The startup, founded in 2012, was crowdfunded through VentureCrowd, a platform allowing investors to back startups through a VentureCrowd Trust. In three raises, with shares priced at $0.24, Jayride secured a total of about $665,000 in investment.

Jayride listed on the ASX in January, after an over-subscribed initial public offering the month before. The listing share price of $0.50 allowed existing shareholders to exit their investment for returns of 108%, if they wished.

Since then, the company’s share price has fluctuated, reaching a high of $0.56 and a low of $0.30. At the time of publishing, it was at $0.45, meaning shareholders selling now would see returns of 87.5%.

VentureCrowd chief executive Sunny Yu told StartupSmart that, of 19 crowdfunding investors, who contributed an average of approximately $35,000 each to Jayride, about half have sold their shares since the IPO, making this the first time equity crowdfunding investors have exited a startup in Australia.

Jayride co-founder Rod Bishop tells StartupSmart: “If shareholders want to take liquidity, that’s excellent.”

Bishop sees crowdfunding as a “really interesting” way to engage with new investors, while also paving the way for success at a later date.

In total, Jayride raised around $15 million in funding, with less than $700,000 of that coming from crowdfunding.

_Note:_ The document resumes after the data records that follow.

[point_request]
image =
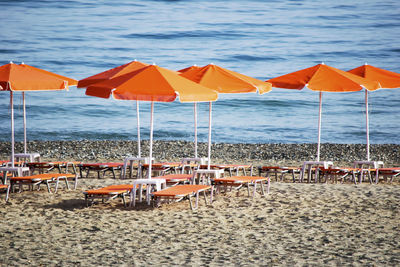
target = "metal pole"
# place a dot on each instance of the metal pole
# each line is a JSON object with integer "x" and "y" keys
{"x": 138, "y": 128}
{"x": 367, "y": 122}
{"x": 319, "y": 124}
{"x": 209, "y": 134}
{"x": 24, "y": 111}
{"x": 195, "y": 130}
{"x": 151, "y": 138}
{"x": 12, "y": 128}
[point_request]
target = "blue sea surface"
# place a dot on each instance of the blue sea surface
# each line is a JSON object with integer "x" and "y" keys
{"x": 263, "y": 39}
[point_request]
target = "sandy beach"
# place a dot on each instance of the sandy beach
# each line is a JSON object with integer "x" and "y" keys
{"x": 295, "y": 225}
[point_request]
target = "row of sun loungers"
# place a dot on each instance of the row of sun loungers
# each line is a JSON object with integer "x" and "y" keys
{"x": 177, "y": 192}
{"x": 179, "y": 185}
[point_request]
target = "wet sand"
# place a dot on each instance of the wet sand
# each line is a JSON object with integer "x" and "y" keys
{"x": 295, "y": 225}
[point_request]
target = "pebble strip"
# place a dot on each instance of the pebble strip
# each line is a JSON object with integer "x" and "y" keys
{"x": 91, "y": 151}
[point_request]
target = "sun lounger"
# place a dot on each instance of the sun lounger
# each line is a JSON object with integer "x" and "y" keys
{"x": 179, "y": 192}
{"x": 44, "y": 178}
{"x": 108, "y": 193}
{"x": 387, "y": 172}
{"x": 49, "y": 166}
{"x": 7, "y": 188}
{"x": 277, "y": 170}
{"x": 231, "y": 168}
{"x": 239, "y": 181}
{"x": 189, "y": 165}
{"x": 176, "y": 178}
{"x": 100, "y": 167}
{"x": 161, "y": 168}
{"x": 31, "y": 181}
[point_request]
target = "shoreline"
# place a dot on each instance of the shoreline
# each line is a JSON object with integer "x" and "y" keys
{"x": 277, "y": 154}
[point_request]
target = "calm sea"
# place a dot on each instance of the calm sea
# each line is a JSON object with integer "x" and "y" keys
{"x": 263, "y": 39}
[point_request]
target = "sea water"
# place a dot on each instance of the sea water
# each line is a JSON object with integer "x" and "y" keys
{"x": 263, "y": 39}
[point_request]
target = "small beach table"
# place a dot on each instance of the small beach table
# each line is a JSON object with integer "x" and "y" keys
{"x": 240, "y": 181}
{"x": 279, "y": 170}
{"x": 309, "y": 166}
{"x": 387, "y": 172}
{"x": 100, "y": 167}
{"x": 154, "y": 184}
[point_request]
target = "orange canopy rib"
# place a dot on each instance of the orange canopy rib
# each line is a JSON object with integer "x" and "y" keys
{"x": 323, "y": 78}
{"x": 387, "y": 79}
{"x": 71, "y": 82}
{"x": 15, "y": 77}
{"x": 111, "y": 73}
{"x": 152, "y": 83}
{"x": 224, "y": 80}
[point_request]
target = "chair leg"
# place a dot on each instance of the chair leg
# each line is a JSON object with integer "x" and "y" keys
{"x": 76, "y": 182}
{"x": 66, "y": 182}
{"x": 8, "y": 193}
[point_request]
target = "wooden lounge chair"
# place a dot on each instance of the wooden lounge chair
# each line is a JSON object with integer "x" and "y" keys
{"x": 100, "y": 167}
{"x": 51, "y": 165}
{"x": 46, "y": 178}
{"x": 161, "y": 168}
{"x": 7, "y": 188}
{"x": 386, "y": 173}
{"x": 108, "y": 193}
{"x": 231, "y": 168}
{"x": 31, "y": 181}
{"x": 179, "y": 192}
{"x": 277, "y": 170}
{"x": 176, "y": 178}
{"x": 239, "y": 181}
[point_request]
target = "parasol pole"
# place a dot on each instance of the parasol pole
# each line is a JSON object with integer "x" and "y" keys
{"x": 12, "y": 128}
{"x": 195, "y": 129}
{"x": 24, "y": 111}
{"x": 138, "y": 127}
{"x": 209, "y": 134}
{"x": 367, "y": 122}
{"x": 319, "y": 124}
{"x": 151, "y": 138}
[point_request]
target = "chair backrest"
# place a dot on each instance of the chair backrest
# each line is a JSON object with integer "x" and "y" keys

And Bishop says he believes the company would have got to the point of IPO regardless. Crowdfunding is “not the be-all and end-all”, he says.

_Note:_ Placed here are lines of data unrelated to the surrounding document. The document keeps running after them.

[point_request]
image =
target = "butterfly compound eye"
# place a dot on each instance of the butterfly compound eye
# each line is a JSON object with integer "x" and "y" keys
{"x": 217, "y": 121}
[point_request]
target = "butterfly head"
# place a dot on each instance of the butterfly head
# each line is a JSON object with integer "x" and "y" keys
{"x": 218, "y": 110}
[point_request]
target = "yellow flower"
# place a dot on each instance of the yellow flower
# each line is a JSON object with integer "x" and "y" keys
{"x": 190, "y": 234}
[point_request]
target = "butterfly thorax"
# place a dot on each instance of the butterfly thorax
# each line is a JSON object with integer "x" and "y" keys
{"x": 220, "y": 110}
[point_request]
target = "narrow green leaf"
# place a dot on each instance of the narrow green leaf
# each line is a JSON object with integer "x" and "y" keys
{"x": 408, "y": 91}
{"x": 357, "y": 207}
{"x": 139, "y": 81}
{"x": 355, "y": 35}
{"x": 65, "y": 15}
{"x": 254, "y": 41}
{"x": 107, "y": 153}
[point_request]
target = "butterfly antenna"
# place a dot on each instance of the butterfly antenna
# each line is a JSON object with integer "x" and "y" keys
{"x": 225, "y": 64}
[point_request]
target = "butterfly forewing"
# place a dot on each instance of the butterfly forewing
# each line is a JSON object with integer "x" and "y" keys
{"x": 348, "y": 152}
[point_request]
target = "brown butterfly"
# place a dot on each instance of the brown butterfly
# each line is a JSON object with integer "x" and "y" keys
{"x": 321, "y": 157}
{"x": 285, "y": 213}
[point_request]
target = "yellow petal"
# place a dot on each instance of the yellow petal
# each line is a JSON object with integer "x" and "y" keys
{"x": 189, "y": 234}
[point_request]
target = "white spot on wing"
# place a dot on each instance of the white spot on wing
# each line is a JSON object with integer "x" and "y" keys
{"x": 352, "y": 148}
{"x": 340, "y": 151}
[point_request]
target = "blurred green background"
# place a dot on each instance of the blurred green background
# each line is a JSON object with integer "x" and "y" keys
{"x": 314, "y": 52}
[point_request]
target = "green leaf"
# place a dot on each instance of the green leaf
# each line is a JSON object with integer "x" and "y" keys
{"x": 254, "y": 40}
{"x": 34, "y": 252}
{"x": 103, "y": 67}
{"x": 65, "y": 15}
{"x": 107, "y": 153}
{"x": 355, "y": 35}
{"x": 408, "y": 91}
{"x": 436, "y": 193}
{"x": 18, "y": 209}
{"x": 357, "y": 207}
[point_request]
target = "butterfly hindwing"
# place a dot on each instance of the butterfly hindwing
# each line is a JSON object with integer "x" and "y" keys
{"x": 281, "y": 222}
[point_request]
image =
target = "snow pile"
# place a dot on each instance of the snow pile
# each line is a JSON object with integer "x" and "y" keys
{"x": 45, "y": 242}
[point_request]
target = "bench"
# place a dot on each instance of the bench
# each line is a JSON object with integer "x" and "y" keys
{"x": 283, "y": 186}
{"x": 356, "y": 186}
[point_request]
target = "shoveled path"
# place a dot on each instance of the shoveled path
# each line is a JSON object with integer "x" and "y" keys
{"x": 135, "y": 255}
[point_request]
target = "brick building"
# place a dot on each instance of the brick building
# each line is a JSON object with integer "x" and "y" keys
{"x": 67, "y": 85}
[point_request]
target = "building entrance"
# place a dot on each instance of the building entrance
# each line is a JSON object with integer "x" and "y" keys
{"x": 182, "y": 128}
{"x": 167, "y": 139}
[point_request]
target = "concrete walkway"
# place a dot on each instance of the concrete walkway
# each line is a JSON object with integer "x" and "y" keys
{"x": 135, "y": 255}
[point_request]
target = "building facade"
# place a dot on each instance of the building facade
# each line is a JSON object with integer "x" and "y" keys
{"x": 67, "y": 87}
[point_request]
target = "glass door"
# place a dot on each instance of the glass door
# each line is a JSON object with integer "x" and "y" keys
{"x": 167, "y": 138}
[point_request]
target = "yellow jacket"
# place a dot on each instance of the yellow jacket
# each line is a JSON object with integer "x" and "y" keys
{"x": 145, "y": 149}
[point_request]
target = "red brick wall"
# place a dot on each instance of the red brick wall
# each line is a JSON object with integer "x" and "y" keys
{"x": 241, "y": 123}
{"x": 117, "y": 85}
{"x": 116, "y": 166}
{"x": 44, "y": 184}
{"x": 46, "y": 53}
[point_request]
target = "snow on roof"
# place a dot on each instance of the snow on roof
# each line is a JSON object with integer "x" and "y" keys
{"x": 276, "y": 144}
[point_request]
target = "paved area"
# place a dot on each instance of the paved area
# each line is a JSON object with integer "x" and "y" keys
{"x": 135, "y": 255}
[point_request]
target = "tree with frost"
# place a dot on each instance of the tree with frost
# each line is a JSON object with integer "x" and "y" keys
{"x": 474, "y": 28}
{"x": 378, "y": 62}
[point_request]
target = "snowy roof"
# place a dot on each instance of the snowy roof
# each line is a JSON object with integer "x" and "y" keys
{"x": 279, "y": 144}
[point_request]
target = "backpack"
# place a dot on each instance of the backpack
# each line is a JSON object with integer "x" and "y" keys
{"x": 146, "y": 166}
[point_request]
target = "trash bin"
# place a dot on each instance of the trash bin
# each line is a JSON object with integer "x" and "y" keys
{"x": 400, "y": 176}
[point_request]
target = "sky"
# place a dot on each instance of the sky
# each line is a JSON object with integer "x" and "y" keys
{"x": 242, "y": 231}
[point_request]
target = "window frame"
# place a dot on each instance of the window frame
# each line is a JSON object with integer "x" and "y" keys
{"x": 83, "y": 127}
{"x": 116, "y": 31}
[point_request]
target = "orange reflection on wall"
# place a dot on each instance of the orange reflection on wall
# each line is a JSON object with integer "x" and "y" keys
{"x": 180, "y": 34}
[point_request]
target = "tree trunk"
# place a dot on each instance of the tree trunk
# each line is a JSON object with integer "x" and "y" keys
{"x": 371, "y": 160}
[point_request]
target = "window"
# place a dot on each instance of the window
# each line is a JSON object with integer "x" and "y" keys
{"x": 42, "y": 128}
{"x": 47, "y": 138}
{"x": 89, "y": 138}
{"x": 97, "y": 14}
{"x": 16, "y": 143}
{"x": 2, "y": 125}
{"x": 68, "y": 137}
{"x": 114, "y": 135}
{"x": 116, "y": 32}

However, he says crowdfunding platforms can “create the opportunity for investors who otherwise wouldn’t be able to invest a large enough parcel”.

“They’re able to provide proper engagement to support those parcel sizes on your behalf … [the investors] get more confidence in the transaction,” he says

Another benefit of going down the crowdfunding route is simply to boost shareholder numbers, ahead of an IPO.

Bishop says: “To list on the ASX you have to have hundreds of shareholders.”

Equity crowdfunding “gave us a more distributed shareholder base going in to the IPO.”

For startups that see a public listing in their future, Bishop is quick to recommend equity crowdfunding as “continuous with a path to an IPO”.

“If you’re looking to consider an IPO at a future date, equity crowdfunding is an interesting bridge that should be considered,” he says.

However, being the first startup to see investors exiting successfully is not really a big deal, in Bishop’s eyes.

“When we started in 2012, a lot of what we now call the startup ecosystem in Australia didn’t exist. In many ways we’re used to being the first,” he says.

“We’re on the forefront of the change to digital space,” he adds.

“We’re really familiar with cutting new turf”.